Index of first occurrence on sorted 1D tensor

tdigt · March 2, 2021, 11:52am

Hello everyone!
I’m trying to implement the following function as efficiently as possible:
Given I have a sorted 1D tensor of positive integers, I want to retrieve the index of the first occurrence of each value. In case any integer between 0 and N-1 is missing, I want to return a -1. Thus, the function would return a 1D tensor of N elements.
Is there an efficient way of doing this better than just a for loop over all values?

E.g.

x = torch.tensor([2, 3, 3, 4, 6, 6, 6, 8, 8], dtype=torch.long)
y = arg_first_ocurrence(x, N=10)

would return

>>> y
tensor([-1, -1, 0, 1, 3, -1,  4, -1, 7, -1])

I’m open to solutions that would involve coding a C++/CUDA extension.

Thank you for your help!

KFrank · March 3, 2021, 9:21pm

Hi tdigt!

I don’t know whether this meets your efficiency requirements, but
here is a scheme that uses no loops, only pytorch tensor operations.

Note that msk = x == lbl.unsqueeze (1) uses broadcasting,
and therefore generates a two-dimensional tensor from your
one-dimensional input, possibly introducing inefficiency.

Also for convenience, I’ve eliminated the N argument, instead just
using the length of the input tensor.

Here is the code in a small test script:

import torch

torch.__version__

def arg_first_occurrence (x):
    n = x.numel()
    lbl = torch.arange (n)
    msk = x == lbl.unsqueeze (1)
    mna = (lbl + 1) * msk
    mnb = torch.where (mna != 0, mna, (n + 1) * torch.ones (n, 1).long())
    foa = mnb.min (dim = 1)[0] - 1
    fob = torch.where (foa != n, foa, -torch.ones (n).long())
    return fob

x = torch.tensor([2, 3, 3, 4, 6, 6, 6, 8, 8], dtype=torch.long)

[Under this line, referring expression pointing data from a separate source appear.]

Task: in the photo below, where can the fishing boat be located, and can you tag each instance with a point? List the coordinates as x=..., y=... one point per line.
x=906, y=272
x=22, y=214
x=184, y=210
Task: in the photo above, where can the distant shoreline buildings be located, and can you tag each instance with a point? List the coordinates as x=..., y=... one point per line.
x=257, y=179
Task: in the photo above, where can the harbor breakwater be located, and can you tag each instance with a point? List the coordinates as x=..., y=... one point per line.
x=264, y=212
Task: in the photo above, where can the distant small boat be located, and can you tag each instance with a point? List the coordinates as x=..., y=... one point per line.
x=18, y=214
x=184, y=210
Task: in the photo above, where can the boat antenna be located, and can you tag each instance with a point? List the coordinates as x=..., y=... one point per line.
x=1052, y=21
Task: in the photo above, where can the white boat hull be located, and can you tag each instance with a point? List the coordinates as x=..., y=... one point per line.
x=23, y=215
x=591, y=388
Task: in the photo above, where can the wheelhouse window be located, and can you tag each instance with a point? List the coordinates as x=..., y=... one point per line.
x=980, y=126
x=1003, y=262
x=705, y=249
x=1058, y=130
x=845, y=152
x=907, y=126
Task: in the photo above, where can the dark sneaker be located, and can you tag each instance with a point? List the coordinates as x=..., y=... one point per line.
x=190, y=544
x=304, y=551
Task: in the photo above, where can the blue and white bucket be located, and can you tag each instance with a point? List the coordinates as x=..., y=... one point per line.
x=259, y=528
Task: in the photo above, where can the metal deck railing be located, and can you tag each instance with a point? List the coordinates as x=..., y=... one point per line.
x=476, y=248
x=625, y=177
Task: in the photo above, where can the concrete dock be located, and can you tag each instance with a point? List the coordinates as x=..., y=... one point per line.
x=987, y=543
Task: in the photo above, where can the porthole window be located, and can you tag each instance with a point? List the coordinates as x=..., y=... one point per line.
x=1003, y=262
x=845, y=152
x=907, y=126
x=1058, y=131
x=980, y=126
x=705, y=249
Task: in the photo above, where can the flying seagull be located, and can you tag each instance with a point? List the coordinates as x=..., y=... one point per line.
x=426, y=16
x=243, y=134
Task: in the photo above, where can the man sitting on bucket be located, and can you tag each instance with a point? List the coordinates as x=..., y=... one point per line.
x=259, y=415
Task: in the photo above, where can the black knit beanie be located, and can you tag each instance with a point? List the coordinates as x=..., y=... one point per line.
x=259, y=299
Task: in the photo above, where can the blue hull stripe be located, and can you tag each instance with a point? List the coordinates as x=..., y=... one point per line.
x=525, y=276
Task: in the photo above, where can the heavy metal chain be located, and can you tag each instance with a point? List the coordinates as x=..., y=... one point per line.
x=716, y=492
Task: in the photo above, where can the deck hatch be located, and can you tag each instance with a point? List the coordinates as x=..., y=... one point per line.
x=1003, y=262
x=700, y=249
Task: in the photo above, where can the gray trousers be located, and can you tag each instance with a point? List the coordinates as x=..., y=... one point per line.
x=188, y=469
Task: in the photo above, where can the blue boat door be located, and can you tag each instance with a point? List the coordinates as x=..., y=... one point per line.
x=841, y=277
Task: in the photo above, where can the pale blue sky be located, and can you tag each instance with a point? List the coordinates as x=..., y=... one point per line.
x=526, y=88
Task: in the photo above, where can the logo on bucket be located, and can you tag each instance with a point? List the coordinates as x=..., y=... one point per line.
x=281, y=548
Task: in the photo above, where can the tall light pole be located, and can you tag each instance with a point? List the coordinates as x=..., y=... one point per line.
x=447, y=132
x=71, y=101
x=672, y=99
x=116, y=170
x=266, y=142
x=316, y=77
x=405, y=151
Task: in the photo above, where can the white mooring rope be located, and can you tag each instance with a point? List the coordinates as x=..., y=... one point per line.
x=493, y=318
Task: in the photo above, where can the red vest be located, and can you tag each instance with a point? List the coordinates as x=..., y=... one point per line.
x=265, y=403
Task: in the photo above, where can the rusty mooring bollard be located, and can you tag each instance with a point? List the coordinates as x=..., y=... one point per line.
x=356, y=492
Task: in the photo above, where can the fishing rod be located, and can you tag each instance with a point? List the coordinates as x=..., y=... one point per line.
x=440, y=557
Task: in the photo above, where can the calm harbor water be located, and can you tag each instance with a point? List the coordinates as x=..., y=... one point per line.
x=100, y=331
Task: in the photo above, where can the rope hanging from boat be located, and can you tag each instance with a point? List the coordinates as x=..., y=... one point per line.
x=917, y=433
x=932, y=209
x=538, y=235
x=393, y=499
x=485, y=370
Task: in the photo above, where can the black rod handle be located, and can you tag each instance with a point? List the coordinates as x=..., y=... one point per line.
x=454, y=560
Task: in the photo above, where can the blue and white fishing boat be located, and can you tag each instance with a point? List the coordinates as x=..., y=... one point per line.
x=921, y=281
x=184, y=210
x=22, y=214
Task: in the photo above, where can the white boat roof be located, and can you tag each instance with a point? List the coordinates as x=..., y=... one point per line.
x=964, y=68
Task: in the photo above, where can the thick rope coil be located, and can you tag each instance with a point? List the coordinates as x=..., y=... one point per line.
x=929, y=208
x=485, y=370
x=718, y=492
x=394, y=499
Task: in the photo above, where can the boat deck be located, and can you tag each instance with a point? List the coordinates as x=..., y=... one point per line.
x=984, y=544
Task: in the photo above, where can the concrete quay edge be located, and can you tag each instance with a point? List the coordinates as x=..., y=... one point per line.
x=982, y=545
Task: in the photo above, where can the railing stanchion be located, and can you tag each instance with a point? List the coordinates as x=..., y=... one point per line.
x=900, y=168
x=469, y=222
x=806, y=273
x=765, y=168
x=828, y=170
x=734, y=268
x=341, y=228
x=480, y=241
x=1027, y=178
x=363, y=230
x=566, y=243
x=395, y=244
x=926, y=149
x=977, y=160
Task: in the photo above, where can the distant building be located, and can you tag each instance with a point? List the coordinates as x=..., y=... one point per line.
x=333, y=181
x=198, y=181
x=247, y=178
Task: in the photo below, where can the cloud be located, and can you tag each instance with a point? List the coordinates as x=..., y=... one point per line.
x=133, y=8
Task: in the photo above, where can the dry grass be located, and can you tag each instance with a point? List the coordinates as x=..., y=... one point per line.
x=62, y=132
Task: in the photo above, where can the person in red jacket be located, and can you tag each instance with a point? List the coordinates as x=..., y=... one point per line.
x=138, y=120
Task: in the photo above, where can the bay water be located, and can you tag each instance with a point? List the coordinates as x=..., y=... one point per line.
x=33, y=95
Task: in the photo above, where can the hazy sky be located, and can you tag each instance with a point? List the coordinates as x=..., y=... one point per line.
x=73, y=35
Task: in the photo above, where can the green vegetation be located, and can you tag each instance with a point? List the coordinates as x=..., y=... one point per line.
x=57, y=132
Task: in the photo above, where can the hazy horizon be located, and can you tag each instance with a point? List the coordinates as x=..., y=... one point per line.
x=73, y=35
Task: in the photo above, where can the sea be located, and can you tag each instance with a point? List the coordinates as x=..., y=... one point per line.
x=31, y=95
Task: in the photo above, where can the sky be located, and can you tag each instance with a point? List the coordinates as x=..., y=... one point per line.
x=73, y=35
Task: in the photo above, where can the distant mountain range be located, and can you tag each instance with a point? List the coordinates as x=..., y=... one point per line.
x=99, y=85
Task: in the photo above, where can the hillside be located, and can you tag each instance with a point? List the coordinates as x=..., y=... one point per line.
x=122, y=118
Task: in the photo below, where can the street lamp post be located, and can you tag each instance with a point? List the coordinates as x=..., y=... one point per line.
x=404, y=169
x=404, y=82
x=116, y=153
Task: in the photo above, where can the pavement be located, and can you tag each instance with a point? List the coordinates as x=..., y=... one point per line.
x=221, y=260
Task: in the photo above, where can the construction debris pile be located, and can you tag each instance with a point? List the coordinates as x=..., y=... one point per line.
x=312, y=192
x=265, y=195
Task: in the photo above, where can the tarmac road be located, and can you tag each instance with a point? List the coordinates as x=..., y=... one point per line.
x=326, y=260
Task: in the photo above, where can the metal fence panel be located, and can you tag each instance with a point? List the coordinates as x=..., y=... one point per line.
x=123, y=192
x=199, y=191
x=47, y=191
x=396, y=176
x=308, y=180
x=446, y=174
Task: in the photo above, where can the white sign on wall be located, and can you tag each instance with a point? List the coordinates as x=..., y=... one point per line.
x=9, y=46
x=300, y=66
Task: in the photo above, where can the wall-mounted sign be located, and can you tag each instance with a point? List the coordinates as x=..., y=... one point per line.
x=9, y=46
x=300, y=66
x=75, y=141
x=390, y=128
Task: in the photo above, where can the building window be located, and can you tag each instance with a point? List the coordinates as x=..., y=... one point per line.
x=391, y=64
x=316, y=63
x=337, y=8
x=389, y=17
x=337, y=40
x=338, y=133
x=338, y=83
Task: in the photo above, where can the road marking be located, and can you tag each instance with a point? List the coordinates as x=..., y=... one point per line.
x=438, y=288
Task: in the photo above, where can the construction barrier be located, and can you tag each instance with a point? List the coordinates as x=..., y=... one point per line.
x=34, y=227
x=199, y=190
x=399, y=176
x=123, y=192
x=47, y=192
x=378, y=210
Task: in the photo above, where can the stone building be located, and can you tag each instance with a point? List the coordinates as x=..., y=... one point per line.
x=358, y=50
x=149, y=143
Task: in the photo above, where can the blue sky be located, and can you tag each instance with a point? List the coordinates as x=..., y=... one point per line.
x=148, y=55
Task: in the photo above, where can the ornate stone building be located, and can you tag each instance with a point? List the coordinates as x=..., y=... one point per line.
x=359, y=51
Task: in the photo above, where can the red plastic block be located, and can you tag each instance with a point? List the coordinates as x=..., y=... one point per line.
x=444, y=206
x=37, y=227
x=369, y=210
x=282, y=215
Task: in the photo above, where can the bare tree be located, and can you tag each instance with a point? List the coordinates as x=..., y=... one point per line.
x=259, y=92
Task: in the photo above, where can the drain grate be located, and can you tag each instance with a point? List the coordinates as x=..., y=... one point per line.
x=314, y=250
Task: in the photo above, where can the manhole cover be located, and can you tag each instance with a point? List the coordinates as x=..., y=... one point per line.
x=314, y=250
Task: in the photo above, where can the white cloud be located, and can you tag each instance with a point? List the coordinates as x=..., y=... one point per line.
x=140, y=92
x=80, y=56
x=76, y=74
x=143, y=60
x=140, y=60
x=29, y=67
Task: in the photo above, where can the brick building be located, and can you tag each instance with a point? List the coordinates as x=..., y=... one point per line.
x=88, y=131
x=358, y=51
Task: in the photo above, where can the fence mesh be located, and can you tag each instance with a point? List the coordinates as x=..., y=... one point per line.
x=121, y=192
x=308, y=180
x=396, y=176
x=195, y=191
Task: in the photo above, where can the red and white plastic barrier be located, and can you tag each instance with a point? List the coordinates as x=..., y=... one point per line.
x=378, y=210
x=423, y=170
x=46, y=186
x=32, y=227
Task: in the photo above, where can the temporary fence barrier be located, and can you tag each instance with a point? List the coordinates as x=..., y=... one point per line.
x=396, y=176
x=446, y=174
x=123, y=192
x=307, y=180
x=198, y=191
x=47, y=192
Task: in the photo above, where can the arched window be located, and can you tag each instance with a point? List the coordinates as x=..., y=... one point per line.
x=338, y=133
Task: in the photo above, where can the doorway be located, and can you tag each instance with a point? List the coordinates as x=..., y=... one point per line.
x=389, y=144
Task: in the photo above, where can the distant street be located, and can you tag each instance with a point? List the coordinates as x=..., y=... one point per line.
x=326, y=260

y = arg_first_occurrence (x)

ychk = torch.tensor([-1, -1, 0, 1, 3, -1,  4, -1, 7], dtype = torch.long)

print ('torch.equal (y, tchk) =', torch.equal (y, ychk))

And here is its output:

>>> import torch
>>>
>>> torch.__version__
'1.7.1'
>>>
>>> def arg_first_occurrence (x):
...     n = x.numel()
...     lbl = torch.arange (n)
...     msk = x == lbl.unsqueeze (1)
...     mna = (lbl + 1) * msk
...     mnb = torch.where (mna != 0, mna, (n + 1) * torch.ones (n, 1).long())
...     foa = mnb.min (dim = 1)[0] - 1
...     fob = torch.where (foa != n, foa, -torch.ones (n).long())
...     return fob
...
>>>
>>> x = torch.tensor([2, 3, 3, 4, 6, 6, 6, 8, 8], dtype=torch.long)
>>>
>>> y = arg_first_occurrence (x)
>>>
>>> ychk = torch.tensor([-1, -1, 0, 1, 3, -1,  4, -1, 7], dtype = torch.long)
>>>
>>> print ('torch.equal (y, tchk) =', torch.equal (y, ychk))
torch.equal (y, tchk) = True

Best.

K. Frank